When English Professor Chet Frederick first wrote the story of Petir, a man living in an unnamed Eastern European country, Frederick had no idea the short story would become his first published full-length novel. But that novel, Country of Memory, is scheduled to be released by Permanent Press Nov. 15.
The novel has already been met by critics with applause, like the Publisher's Weekly review that concluded by calling Frederick, "a writer's writer."
Frederick has a hard time describing the story he says developed as he wrote. In the end, he calls it a novel about awakening and discovery. "It came chapter by chapter," he said. "The circumstances determined what was going to be there in front of me... When it was over, it seemed like the only place it could go."
It's partly the mystery that keeps Frederick writing.
"I always think of it as a dialogue between you and the work of fiction," he said. "One minute you're talking to it and then it's talking to you and you have to listen."

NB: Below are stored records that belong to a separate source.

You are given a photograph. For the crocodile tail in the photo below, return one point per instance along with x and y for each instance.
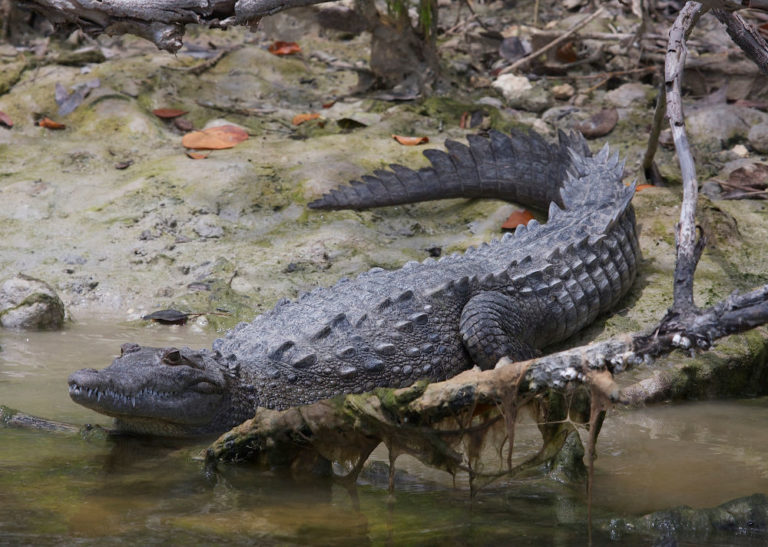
(520, 167)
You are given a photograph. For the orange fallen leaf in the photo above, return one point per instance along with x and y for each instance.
(522, 216)
(5, 119)
(50, 124)
(168, 113)
(215, 138)
(410, 141)
(299, 119)
(279, 47)
(464, 120)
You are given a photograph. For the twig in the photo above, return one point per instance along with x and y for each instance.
(570, 32)
(474, 15)
(745, 36)
(653, 138)
(208, 64)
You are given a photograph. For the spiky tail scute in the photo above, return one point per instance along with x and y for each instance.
(520, 167)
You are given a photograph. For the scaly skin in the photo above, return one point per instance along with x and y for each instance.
(427, 320)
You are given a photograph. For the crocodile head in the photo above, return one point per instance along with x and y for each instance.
(160, 391)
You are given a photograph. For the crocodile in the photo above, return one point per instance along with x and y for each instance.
(427, 320)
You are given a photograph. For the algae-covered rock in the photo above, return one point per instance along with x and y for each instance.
(29, 303)
(747, 516)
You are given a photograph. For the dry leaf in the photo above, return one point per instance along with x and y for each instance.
(215, 138)
(748, 182)
(522, 216)
(299, 119)
(50, 124)
(168, 113)
(283, 48)
(410, 141)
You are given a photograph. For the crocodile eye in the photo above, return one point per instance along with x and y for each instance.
(172, 357)
(204, 387)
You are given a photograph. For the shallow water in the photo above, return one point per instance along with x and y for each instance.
(60, 489)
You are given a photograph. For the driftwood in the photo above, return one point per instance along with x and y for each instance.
(160, 22)
(431, 422)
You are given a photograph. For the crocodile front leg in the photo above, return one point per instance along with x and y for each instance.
(494, 325)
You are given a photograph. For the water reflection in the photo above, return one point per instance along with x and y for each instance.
(60, 489)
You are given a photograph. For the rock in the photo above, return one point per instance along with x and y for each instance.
(714, 126)
(522, 94)
(747, 516)
(758, 137)
(563, 92)
(631, 94)
(208, 226)
(29, 303)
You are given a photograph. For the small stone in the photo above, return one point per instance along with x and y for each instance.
(631, 94)
(563, 92)
(521, 93)
(29, 303)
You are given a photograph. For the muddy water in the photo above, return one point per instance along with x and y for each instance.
(56, 489)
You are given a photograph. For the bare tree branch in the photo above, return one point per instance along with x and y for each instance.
(745, 36)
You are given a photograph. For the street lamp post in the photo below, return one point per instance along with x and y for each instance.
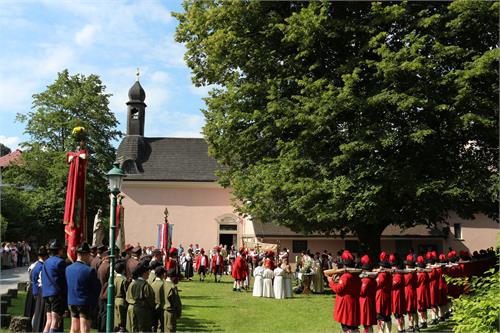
(115, 177)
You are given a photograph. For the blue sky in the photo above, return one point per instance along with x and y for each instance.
(109, 38)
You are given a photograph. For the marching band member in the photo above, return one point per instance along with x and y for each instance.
(347, 290)
(411, 294)
(383, 295)
(398, 305)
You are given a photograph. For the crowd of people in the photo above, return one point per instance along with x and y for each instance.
(368, 296)
(145, 292)
(146, 296)
(15, 254)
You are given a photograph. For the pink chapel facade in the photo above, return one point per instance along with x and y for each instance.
(177, 173)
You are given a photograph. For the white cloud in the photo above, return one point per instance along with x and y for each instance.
(10, 141)
(85, 36)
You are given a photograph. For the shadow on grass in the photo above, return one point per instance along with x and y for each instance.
(192, 324)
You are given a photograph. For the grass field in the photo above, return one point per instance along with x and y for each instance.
(215, 307)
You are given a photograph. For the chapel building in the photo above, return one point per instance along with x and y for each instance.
(179, 174)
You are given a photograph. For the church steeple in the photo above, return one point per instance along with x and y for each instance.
(136, 109)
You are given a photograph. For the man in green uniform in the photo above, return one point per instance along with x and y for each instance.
(141, 300)
(121, 305)
(173, 305)
(159, 291)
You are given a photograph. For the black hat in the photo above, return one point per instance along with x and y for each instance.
(55, 244)
(140, 269)
(153, 264)
(137, 250)
(42, 251)
(83, 248)
(120, 266)
(160, 270)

Frederick has written, and published, several short stories in the past. He wrote "Country of Memory" first as a short story in 1992. The next year he returned to the work and decided to try lengthening it.
"In some sense it's never over," he said. "You write something and come back a couple years later and look at it in a different way."
Frederick, who is on leave from UMass Boston but plans to return next semester, hopes to set up book signing events. He already has a reading planned in New Orleans in January.
Still, he's not letting the dust collect under his word processor. Frederick is already working on his next novel, a story about three refugees learning to live in a new culture. He hopes to finish that work soon. "I keep saying it's weeks away - it could be three weeks or 300 weeks."